Observing such guidelines as wearing masks, social distancing and staying within “pods” to avoid spreading the virus, teachers, administrators and students in District 197 are adapting to new ways of doing things. Overall, most students “love being back,” said Steven Goldade, principal of Mendota Elementary School. “Socialization is so important.”
On average about 65 percent of students have chosen to come back in person, said Superintendent Peter Olson-Skog. With stringent contact tracing in place, he said there has been almost no evidence of virus spread within the schools or need for quarantining.
In addition, most teachers and other employees have received both doses of the coronavirus vaccine, due to a partnership with the Dakota County Public Health Department.
The district began welcoming back its youngest students to in-person learning in February, starting with grades preK-2 and then grades 3-4. Secondary students returned to classes in a half-day hybrid model beginning with grades 7-8 and 10-12 near the end of February, and grades 9 and 5-6 in early March.
The School Board recently decided that following spring break all of the district’s secondary schools will switch to in-person learning four days a week. The change will begin on April 7 for grades 5-8 and on April 8 for grades 9-12. Wednesdays will be flex days to provide extra prep time for teachers.

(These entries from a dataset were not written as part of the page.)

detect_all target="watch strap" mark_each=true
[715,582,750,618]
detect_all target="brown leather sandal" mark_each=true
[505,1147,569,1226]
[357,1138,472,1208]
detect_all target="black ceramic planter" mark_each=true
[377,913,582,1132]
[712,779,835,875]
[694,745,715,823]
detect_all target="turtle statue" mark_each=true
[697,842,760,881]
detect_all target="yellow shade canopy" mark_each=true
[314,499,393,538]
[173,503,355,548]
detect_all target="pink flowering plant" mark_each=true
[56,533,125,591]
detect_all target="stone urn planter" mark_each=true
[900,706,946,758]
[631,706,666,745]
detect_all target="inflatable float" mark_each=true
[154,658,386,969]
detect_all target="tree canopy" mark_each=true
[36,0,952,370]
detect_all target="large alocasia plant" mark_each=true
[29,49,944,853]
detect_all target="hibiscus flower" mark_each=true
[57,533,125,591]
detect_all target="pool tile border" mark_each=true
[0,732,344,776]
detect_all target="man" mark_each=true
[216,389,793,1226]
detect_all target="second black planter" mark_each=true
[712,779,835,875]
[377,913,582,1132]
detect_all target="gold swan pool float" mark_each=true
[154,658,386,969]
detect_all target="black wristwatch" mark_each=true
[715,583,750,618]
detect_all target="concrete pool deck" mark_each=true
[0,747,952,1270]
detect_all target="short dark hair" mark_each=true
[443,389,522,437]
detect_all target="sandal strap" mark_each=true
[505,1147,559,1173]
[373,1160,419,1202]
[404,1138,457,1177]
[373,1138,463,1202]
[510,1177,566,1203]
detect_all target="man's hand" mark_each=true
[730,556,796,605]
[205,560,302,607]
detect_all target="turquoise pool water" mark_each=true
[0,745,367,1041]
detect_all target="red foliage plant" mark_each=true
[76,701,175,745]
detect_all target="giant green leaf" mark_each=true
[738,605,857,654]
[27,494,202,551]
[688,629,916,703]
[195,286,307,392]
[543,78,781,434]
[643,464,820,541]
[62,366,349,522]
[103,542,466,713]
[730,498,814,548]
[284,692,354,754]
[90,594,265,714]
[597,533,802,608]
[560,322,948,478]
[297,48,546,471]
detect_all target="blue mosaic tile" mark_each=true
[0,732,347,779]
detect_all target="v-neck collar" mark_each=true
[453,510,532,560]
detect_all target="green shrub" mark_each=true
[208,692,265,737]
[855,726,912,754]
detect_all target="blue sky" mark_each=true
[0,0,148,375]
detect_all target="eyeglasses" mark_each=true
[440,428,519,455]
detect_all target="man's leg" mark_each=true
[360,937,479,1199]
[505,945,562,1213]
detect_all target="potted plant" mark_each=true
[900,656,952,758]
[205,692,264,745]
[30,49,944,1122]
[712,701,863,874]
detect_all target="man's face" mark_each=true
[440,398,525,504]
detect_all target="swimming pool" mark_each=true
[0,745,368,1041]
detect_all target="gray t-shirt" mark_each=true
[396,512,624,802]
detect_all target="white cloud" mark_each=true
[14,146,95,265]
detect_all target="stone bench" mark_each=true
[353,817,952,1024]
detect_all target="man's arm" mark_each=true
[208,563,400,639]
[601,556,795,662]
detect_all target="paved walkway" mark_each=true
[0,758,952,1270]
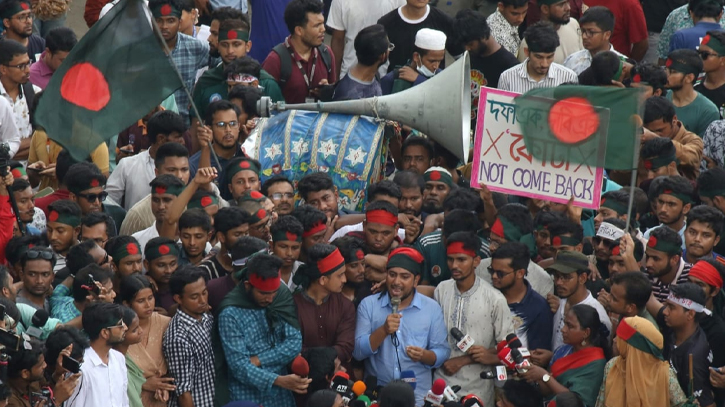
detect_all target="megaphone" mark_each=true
[257,52,471,163]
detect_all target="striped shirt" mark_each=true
[498,58,579,93]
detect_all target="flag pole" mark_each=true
[142,2,223,171]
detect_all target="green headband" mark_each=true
[143,243,179,261]
[48,210,81,228]
[218,30,249,42]
[151,3,181,18]
[0,1,30,20]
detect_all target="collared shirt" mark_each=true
[160,308,215,407]
[219,307,302,407]
[432,277,512,406]
[498,58,579,93]
[30,51,55,89]
[65,346,128,407]
[486,9,521,55]
[0,82,42,138]
[171,33,209,121]
[564,44,624,75]
[106,150,156,210]
[50,284,81,324]
[352,292,451,406]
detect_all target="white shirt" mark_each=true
[551,290,612,350]
[327,0,405,78]
[65,347,128,407]
[106,150,156,210]
[498,58,579,93]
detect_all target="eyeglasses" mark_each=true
[78,191,108,202]
[488,266,515,280]
[214,120,239,129]
[272,192,295,201]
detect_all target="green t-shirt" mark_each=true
[667,92,720,138]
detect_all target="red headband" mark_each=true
[317,249,345,275]
[446,242,477,257]
[249,273,282,292]
[365,209,398,226]
[690,261,722,290]
[302,222,327,237]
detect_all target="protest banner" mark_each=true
[471,88,606,209]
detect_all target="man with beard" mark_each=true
[45,200,81,271]
[423,167,455,214]
[434,232,516,406]
[0,0,45,62]
[353,247,451,405]
[218,254,312,407]
[270,215,306,292]
[644,175,694,250]
[518,0,584,64]
[456,9,526,93]
[67,302,128,407]
[665,49,720,137]
[682,205,725,264]
[294,243,355,376]
[645,227,692,302]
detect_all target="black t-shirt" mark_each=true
[695,81,725,117]
[378,6,464,72]
[642,0,687,33]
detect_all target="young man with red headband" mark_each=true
[217,254,312,407]
[352,246,451,406]
[435,232,512,406]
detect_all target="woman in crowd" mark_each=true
[596,317,686,407]
[523,304,609,407]
[119,274,175,407]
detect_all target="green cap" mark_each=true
[546,250,589,274]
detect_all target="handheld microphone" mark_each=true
[290,355,310,378]
[423,379,446,407]
[400,370,418,390]
[451,327,476,353]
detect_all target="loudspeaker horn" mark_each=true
[257,52,471,163]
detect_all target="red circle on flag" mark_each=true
[549,97,599,144]
[60,62,111,112]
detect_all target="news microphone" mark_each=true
[451,327,476,353]
[400,370,418,390]
[423,379,446,407]
[25,309,50,339]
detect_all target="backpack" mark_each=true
[272,42,332,88]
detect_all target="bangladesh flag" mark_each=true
[36,0,183,160]
[515,85,643,170]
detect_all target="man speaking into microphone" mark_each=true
[434,232,514,406]
[352,246,450,406]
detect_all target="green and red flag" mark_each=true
[35,0,183,160]
[515,85,643,170]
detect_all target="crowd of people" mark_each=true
[0,0,725,407]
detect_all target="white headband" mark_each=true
[667,293,712,315]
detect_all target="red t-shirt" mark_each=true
[262,37,337,103]
[587,0,647,56]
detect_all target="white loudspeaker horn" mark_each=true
[257,52,471,163]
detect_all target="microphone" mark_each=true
[400,370,417,390]
[290,355,310,378]
[423,379,446,407]
[25,309,50,339]
[451,327,476,353]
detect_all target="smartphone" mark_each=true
[61,355,81,373]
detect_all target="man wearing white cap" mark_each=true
[380,28,447,95]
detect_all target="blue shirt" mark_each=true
[670,21,722,52]
[219,307,302,407]
[354,292,451,407]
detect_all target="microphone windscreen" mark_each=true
[352,380,367,397]
[290,356,310,377]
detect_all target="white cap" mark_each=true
[415,28,446,51]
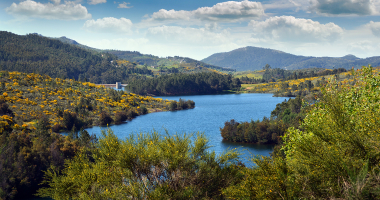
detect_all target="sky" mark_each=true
[0,0,380,60]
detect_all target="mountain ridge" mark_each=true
[201,46,380,71]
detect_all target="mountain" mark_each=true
[55,36,235,71]
[0,31,132,83]
[201,46,380,71]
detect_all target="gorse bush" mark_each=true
[284,67,380,198]
[38,129,242,199]
[223,66,380,199]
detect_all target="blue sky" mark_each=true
[0,0,380,60]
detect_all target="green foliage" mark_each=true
[99,111,113,126]
[38,129,241,199]
[284,67,380,199]
[127,72,240,95]
[220,96,305,144]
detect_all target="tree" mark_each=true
[284,66,380,199]
[263,64,271,70]
[38,129,242,199]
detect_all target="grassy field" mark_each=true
[234,70,264,79]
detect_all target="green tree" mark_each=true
[38,129,242,199]
[283,66,380,199]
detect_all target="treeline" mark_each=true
[240,65,347,84]
[0,71,194,200]
[0,31,145,83]
[220,96,305,144]
[33,67,380,200]
[127,72,240,95]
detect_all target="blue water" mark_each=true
[86,94,287,166]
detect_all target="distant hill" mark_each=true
[0,31,132,83]
[201,47,380,71]
[55,36,235,71]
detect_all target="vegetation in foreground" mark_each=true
[220,96,307,144]
[223,67,380,199]
[38,129,242,199]
[34,67,380,199]
[0,71,194,199]
[127,72,240,96]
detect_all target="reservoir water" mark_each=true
[86,94,288,166]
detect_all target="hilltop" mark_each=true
[55,36,235,72]
[201,46,380,71]
[0,31,234,86]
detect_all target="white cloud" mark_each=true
[147,26,231,46]
[87,0,107,5]
[5,0,91,20]
[193,0,264,20]
[150,0,264,21]
[83,17,133,34]
[117,2,133,8]
[50,0,61,4]
[310,0,377,15]
[249,16,343,43]
[366,21,380,37]
[151,9,191,21]
[263,0,301,9]
[347,40,379,56]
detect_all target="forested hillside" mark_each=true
[201,46,380,71]
[35,67,380,200]
[127,72,240,95]
[56,37,235,72]
[0,71,194,199]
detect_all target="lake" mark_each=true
[86,93,288,166]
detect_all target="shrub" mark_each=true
[38,129,242,199]
[115,111,128,124]
[99,111,113,126]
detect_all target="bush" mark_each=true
[99,111,113,126]
[38,129,243,199]
[169,101,177,111]
[115,111,128,124]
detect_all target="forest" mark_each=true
[0,71,195,199]
[240,64,347,84]
[220,96,307,144]
[31,66,380,199]
[127,72,240,96]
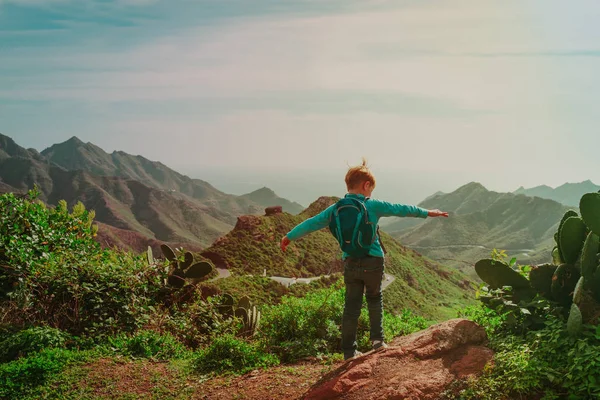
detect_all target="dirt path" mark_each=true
[270,274,396,290]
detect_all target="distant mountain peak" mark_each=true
[250,186,277,196]
[456,182,488,192]
[514,179,600,207]
[64,136,85,146]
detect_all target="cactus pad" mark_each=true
[552,264,580,306]
[185,261,212,279]
[146,246,154,265]
[160,244,177,261]
[579,193,600,236]
[529,264,557,300]
[581,232,600,279]
[238,296,250,310]
[475,258,531,290]
[552,247,564,265]
[233,307,248,326]
[558,217,587,264]
[573,276,585,304]
[567,304,583,336]
[179,251,194,269]
[167,268,185,289]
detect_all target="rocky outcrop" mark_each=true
[265,206,283,217]
[303,319,493,400]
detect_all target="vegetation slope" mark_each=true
[383,182,568,277]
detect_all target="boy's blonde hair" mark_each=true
[345,157,375,190]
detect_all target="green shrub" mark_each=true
[193,335,279,374]
[444,316,600,400]
[261,282,427,362]
[0,349,93,399]
[458,304,506,336]
[261,288,344,362]
[0,326,72,362]
[155,297,241,349]
[0,192,167,336]
[108,330,187,361]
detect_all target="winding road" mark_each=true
[208,268,396,290]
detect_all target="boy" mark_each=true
[281,159,448,360]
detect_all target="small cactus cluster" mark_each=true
[475,193,600,335]
[219,294,260,336]
[161,244,213,289]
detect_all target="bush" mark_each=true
[108,330,187,361]
[261,283,427,362]
[445,314,600,400]
[148,297,241,349]
[0,192,167,336]
[0,326,72,362]
[0,349,93,399]
[193,335,279,374]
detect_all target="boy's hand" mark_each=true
[427,210,448,218]
[281,236,291,251]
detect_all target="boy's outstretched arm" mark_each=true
[281,204,335,251]
[371,199,448,218]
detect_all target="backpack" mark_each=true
[329,197,379,258]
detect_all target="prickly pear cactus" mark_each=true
[552,264,580,307]
[579,193,600,236]
[238,296,251,310]
[567,304,583,336]
[573,276,585,304]
[160,244,213,289]
[553,210,579,265]
[552,247,564,265]
[185,261,213,279]
[167,268,185,289]
[160,244,177,262]
[146,246,154,265]
[218,293,234,318]
[475,258,531,290]
[581,232,600,282]
[529,264,557,300]
[558,217,587,264]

Students will continue to have the option of full-time distance learning. At last count, about 40 percent of Sibley students were opting to continue learning from home. “Distance learning has challenges, but we are positioned well. Our students work really hard,” said Sibley associate principal Scott Karlen.
Overall, most students “love being back,” said Steven Goldade, principal of Mendota Elementary School. “Socialization is so important.”
Those attending Sibley in person will have some of their classes, including science, music and family consumer science, held in newly remodeled areas. Two new gyms and a fitness center will be completed by the end of summer, while a new aquatic center opened last fall. The improvements are among the districtwide projects funded by a $117 million referendum that was approved by voters in 2018.
About 75 percent of students at Mendota Elementary are now back in the classroom, according to Goldade. “Maybe two of 300 switched back to distance learning,” he said.
Since in-person classes resumed on a staggered schedule in early February, three classrooms had to be quarantined due to positive tests for COVID-19, traced to sources outside of school, Goldade said.
Lunch periods are now spread out so that there are fewer than 50 students instead of 100 in the cafeteria at one time. Each lunch item is individually packaged. Gym classes limit the number of students to between 20 and 26, and social distancing is observed.
Students stay in their assigned pods at recess, which is now limited to 15 minutes outside. “We’re fortunate to have a big playground,” Goldade said.
Three different areas on Somerset Elementary’s playground allow for groups of students to stay in their pods. Lunch is eaten in the classrooms. No classrooms there have had to quarantine, said principal Libby Huettl.
As of now, the district is planning to have all eight of its schools open for full-time classes this fall. “I expect and hope we can do that, but COVID doesn’t always follow our plans,” Olson-Skog said. “We continue to be flexible and resilient in the face of ever-changing realities.”